President Donald Trump, joined by Vice President Mike Pence (L) and Secretary of Health and Human Services Alex Azar (R), speaks during a signing ceremony in the Oval Office of the White House in Washington on July 1, 2019. (Carolyn Kaster/AP Photo)

An Issue for Debate in 2020 Elections

Patients for Affordable Drugs said in a press release that at least 58 million adults in the United States have been unable to afford prescription drugs at least once in the past 12 months.

The organization called it an “erosion of trust” and said, “close to nine in 10 U.S. adults report that the costs of prescription drugs are ‘usually much higher’ (69 percent) or ‘tend to be somewhat higher’ (20 percent) than what consumers should be paying for them.”

It said drug prices impact a large portion of the population in the country and with 2020 elections coming next year, the presidential candidates will be increasingly asked about high prices of prescription drugs.

An editorial from The Globe and Mail called Senator Bernie Sanders’ bus trip to Windsor, Ontario, to buy Insulin at one-tenth of the U.S. price a “so-called caravan, most of which was made up of reporters.”

“The ‘caravans’ are carefully staged media events meant to draw attention to the high price of medicines in the USA, but are not indicative of routine purchasing practices of the average American,” said Morgan.

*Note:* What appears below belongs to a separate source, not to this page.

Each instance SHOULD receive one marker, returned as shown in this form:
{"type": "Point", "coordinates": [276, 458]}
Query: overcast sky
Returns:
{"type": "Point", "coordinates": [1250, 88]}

Mitchell said: “HR3 (The Lower Drug Costs Now Act) and PDPRA (Prescription Drug Pricing Reduction Act of 2019, S. 2543) are the two most important long-term solutions.”

According to him, H.R. 3 would lower drug prices for millions and will save taxpayers $345 billion in Medicare Spending from 2023-2029. It is awaiting a vote by the full House of Representatives.

The PDPRA would restructure Medicare Part D to “cap seniors’ out of pocket costs in Part D at $3,100 annually. Like H.R. 3, the PDPRA would also penalize drug companies for increasing prices in Part D faster than the rate of inflation.”